Pero es evidente que la felicidad de la familia, el gozo del hogar, la
armonía de la casa, la unidad de esas tres personas, depende totalmente del
hecho que cada una mira al otro y no a sí mismo. Cuando el marido se olvida al
mirar a la esposa, y la mujer se olvida al mirar al marido, y los padres se
olvidan al mirar al hijo, y el hijo se olvida al mirarlos, entonces sí, eso es
unidad, eso es armonía, eso constituye una felicidad maravillosa porque nadie
posee nada.
Pero si uno de los tres quisiera apropiarse el amor, la felicidad, la
unidad, diciendo: "Soy yo, yo, el centro y la fuente y el fin",
destruiría todo, porque la felicidad no
puede existir sino en estado de comunicación, como todos los bienes del
espíritu, como todos los bienes del corazón, sólo pueden existir en estado de
comunicación.
Por eso si uno se admira a sí mismo admirando, ya no ve nada. Cuando se
admira por haber comprendido, ya no comprende. Cuando uno se admira por orar
bien, ya no está orando, pues justamente para que pase la Luz, para que se enraíce la Verdad, para que florezca
el Amor, se necesita el espacio, el vacío sagrado de que habla Claudel, que es
como la cuna del Dios Vivo. Es necesario retirarse delante de la Luz, ofrecerle la
transparencia de una vida enteramente despojada.
¿Cómo quieren que el Bien Supremo que es el Bien Divino sea otra cosa que
despojamiento, otra cosa que olvido de sí mismo, otra cosa que impulso hacia el
otro, otra cosa que la Santísima Pobreza?
¿Cómo no exultar de gozo ante la confidencia incomparable en que Nuestro
Señor nos introduce en la intimidad del Corazón de Dios? ¿Y porqué decir que
eso es algo oscuro? ¡Es la cosa más
luminosa!... Justamente, si es un misterio es porque nunca, nunca podremos
agotarlo, nunca seremos bastante pobres como para comprender la Pobreza que va hasta la
raíz del ser.
Porque esa es la fuente de la vida
en Dios: la Pobreza. ¡Dios no puede volverse hacia sí mismo! El Padre no puede jamás mirarse
al mirar, porque el Padre es sólo mirada hacia el Hijo. Es todo entero impulso
hacia el Hijo. ¡Es totalmente Su paternidad! No es nada más que la relación
viva con el Otro, lo mismo que el Hijo no es sino Su filiación, y el Espíritu
Santo no es sino la respiración del Padre y del Hijo.

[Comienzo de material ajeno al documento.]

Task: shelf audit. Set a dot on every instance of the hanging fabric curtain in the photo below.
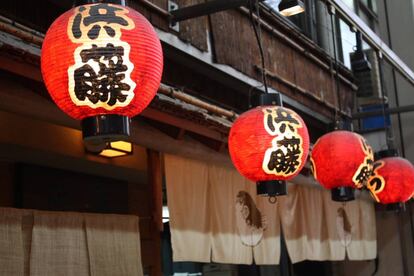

Jamás conoció la humanidad una hora semejante, jamás conoció la humanidad
una revelación que fuera hasta este punto, jamás fue la humanidad tan colmada,
tan liberada como cuando, a través de San Francisco, pudo por fin leer la esencia
del Mensaje Evangélico. Todo se esclarece
a partir de la
Trinidad. Todo se explica, si se puede decir, en esa
confidencia única que nos libera del Dios piramidal, del Dios dominador, del
Dios aplastante, del Dios dueño, del Dios propietario, del Dios que deja caer a
cuentagotas las migajas de su mesa y que nos castiga por el más pequeño paso
hacia delante.
Es un falso Dios, es un ídolo y en
adelante, por fin, podemos respirar porque Dios sólo viene a nosotros como el
Amor, el Amor que es sólo Amor y sólo puede amar, el Amor que nos toca sólo
por su Amor, como una madre sólo puede tocar el corazón de su hijo con su amor,
un amor tan grande, tan infinito, que sólo podemos alcanzar nosotros por el
amor.
Es un Dios desconocido, es un Dios al que no estamos acostumbrados, un Dios
que los cristianos en general no conocen. Siguen siendo judíos. ¡Se quedaron
con el Dios del Sinaí, al cual le añadieron, no sé cómo, un Hijo nacido de la Virgen! Olvidaron que en
Dios la Filiación
es eterna, eterna como la
Paternidad, eterna como la respiración del Espíritu Santo,
que Dios es Trinidad y no puede ser otra cosa porque Dios no puede ser jamás un
Dios solitario, un Dios centrado en sí mismo. Tiene al Otro en Su Corazón. Hay
el Otro en el corazón de su Corazón y para ejercer la plenitud del Amor sólo
tiene que existir, porque para Él, existir es darse; para Él, existir es
comunicarse; para Él, existir es despojarse. Perdió todo eternamente, y si no
puede perder nada no es porque posee todo y defiende Su Propiedad a fuego y espada,
sino porque todo lo perdió eternamente, como Alguien cuyo "Yo, es
Otro".
Oración. ¡Trinidad santa, misterio inagotable! ¡Ojalá
entremos sin cesar en lo impenetrable, aunque sea sólo un poco, realizando lo
que hace que nuestro Dios es el Dios Trino, el don incesante y perfecto de la
totalidad de nosotros mismos! ¡Que lo incognoscible sea conocido para la
liberación y la felicidad de todos los hombres!